In the bill, the DP also claims that language used by Lee and members of President Yoon Suk-yeol’s administration shows that Lee was trying to avoid blame for the tragedy.
“Minister Lee hastily tried to minimize the nature and significance of the tragedy by referring to the [Itaewon] disaster as an ‘accident’ and victims as ‘the dead,’ and also focused on shirking his ministerial duties by making the excuse that there is no official response outlined in administrative manuals for a [mass gathering] event without an organizer,” the motion said.
The presidential office and the PPP have opposed calls for Lee’s dismissal, saying that the interior minister should not be held responsible for the tragedy while a special counsel probe established by the parliament and a criminal investigation of the tragedy by the police are ongoing.
The PPP has signaled it could boycott the special counsel probe, which was established after bipartisan wrangling last month, if the DP railroads the bill through the parliament.
The no-confidence motion, while legally non-binding, has added to the acrimony between the parties as they struggle to agree on next year’s government budget before the National Assembly goes into recess.
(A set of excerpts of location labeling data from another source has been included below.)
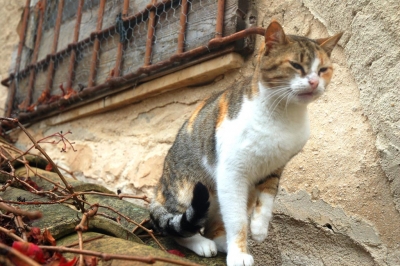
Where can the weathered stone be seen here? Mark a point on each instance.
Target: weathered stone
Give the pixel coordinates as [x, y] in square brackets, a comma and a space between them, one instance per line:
[112, 245]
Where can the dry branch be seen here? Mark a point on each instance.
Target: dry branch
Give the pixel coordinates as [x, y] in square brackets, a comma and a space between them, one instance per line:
[19, 255]
[106, 256]
[55, 168]
[11, 234]
[32, 215]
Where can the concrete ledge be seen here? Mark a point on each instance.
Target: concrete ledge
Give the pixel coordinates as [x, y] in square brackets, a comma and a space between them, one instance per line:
[193, 75]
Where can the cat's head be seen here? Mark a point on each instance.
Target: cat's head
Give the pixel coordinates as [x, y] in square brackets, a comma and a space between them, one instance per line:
[295, 68]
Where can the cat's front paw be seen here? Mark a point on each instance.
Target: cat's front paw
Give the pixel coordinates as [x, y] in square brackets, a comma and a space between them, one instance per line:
[239, 259]
[206, 248]
[259, 230]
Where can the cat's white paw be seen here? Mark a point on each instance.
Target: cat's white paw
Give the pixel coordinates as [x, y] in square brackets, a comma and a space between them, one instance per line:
[206, 248]
[259, 229]
[221, 243]
[200, 245]
[239, 259]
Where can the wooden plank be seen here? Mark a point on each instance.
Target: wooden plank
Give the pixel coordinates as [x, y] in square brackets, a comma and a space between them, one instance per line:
[195, 74]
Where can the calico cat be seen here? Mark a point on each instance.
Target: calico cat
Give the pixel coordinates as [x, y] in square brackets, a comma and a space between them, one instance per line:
[227, 158]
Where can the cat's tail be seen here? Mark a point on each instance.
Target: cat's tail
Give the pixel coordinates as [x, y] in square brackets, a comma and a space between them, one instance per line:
[184, 224]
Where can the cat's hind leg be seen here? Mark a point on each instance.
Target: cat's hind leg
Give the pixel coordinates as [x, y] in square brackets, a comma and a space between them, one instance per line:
[199, 244]
[262, 212]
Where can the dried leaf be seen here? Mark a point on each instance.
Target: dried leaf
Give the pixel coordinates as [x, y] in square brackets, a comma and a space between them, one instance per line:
[48, 237]
[30, 250]
[32, 184]
[35, 236]
[90, 260]
[59, 260]
[176, 252]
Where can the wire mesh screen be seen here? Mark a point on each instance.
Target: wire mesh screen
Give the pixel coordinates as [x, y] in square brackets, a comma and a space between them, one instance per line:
[72, 51]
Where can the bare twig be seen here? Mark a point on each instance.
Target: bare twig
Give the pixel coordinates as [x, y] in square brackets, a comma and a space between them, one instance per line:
[141, 223]
[55, 168]
[106, 256]
[11, 234]
[19, 255]
[120, 196]
[36, 202]
[81, 262]
[85, 241]
[20, 225]
[82, 226]
[32, 215]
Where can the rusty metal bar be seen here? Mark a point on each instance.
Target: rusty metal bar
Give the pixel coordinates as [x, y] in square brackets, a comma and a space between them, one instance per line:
[150, 35]
[121, 46]
[13, 88]
[92, 37]
[96, 45]
[220, 19]
[183, 23]
[42, 8]
[141, 72]
[71, 67]
[50, 70]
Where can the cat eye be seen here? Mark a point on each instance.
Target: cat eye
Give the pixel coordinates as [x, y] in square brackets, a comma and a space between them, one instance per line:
[297, 66]
[322, 70]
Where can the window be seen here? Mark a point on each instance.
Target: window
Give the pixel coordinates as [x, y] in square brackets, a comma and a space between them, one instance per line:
[72, 52]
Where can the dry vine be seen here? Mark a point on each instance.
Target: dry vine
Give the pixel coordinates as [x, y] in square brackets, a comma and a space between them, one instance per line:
[57, 195]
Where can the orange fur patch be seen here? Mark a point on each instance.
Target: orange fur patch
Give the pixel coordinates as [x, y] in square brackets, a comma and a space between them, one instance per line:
[160, 197]
[194, 116]
[223, 109]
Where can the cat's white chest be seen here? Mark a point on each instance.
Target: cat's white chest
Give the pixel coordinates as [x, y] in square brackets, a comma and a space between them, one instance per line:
[256, 143]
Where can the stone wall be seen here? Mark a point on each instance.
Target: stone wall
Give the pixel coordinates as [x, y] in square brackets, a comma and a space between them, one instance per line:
[340, 197]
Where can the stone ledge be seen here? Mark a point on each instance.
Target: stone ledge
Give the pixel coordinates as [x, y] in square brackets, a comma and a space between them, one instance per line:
[197, 74]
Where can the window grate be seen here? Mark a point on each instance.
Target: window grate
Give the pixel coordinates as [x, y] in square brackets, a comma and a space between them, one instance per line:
[60, 66]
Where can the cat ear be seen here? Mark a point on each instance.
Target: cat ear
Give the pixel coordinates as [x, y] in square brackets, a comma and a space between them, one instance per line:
[274, 35]
[329, 43]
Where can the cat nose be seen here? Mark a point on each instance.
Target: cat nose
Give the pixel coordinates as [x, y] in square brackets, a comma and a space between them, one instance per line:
[313, 83]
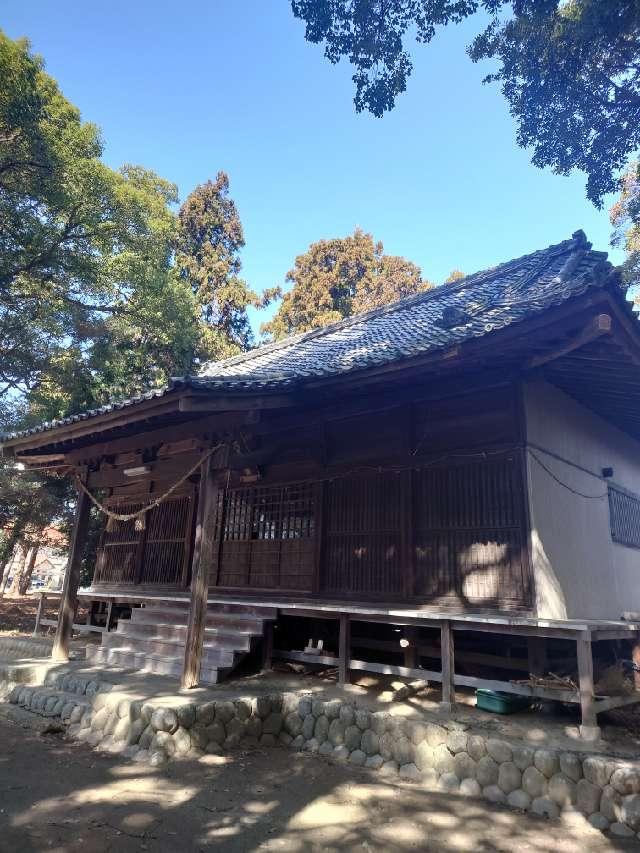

PPP floor leader Joo Ho-young and his DP counterpart Park Hong-keun met for negotiations Thursday morning that were mediated by Speaker Kim, but the talks ended after just one hour with the two sides no closer to an agreement.
In public remarks after the meeting, Joo called on the DP to “cooperate so that the new administration can function properly in difficult times,” but Park said that to “go along with the government is to forfeit the National Assembly’s constitutional right to review budget proposals.”
According to party officials who spoke on condition of anonymity to the JoongAng Ilbo, the main points of disagreement between the rival parties is the budget allocation for the presidential office relocation and additional budget items proposed by DP leader Lee Jae-myung.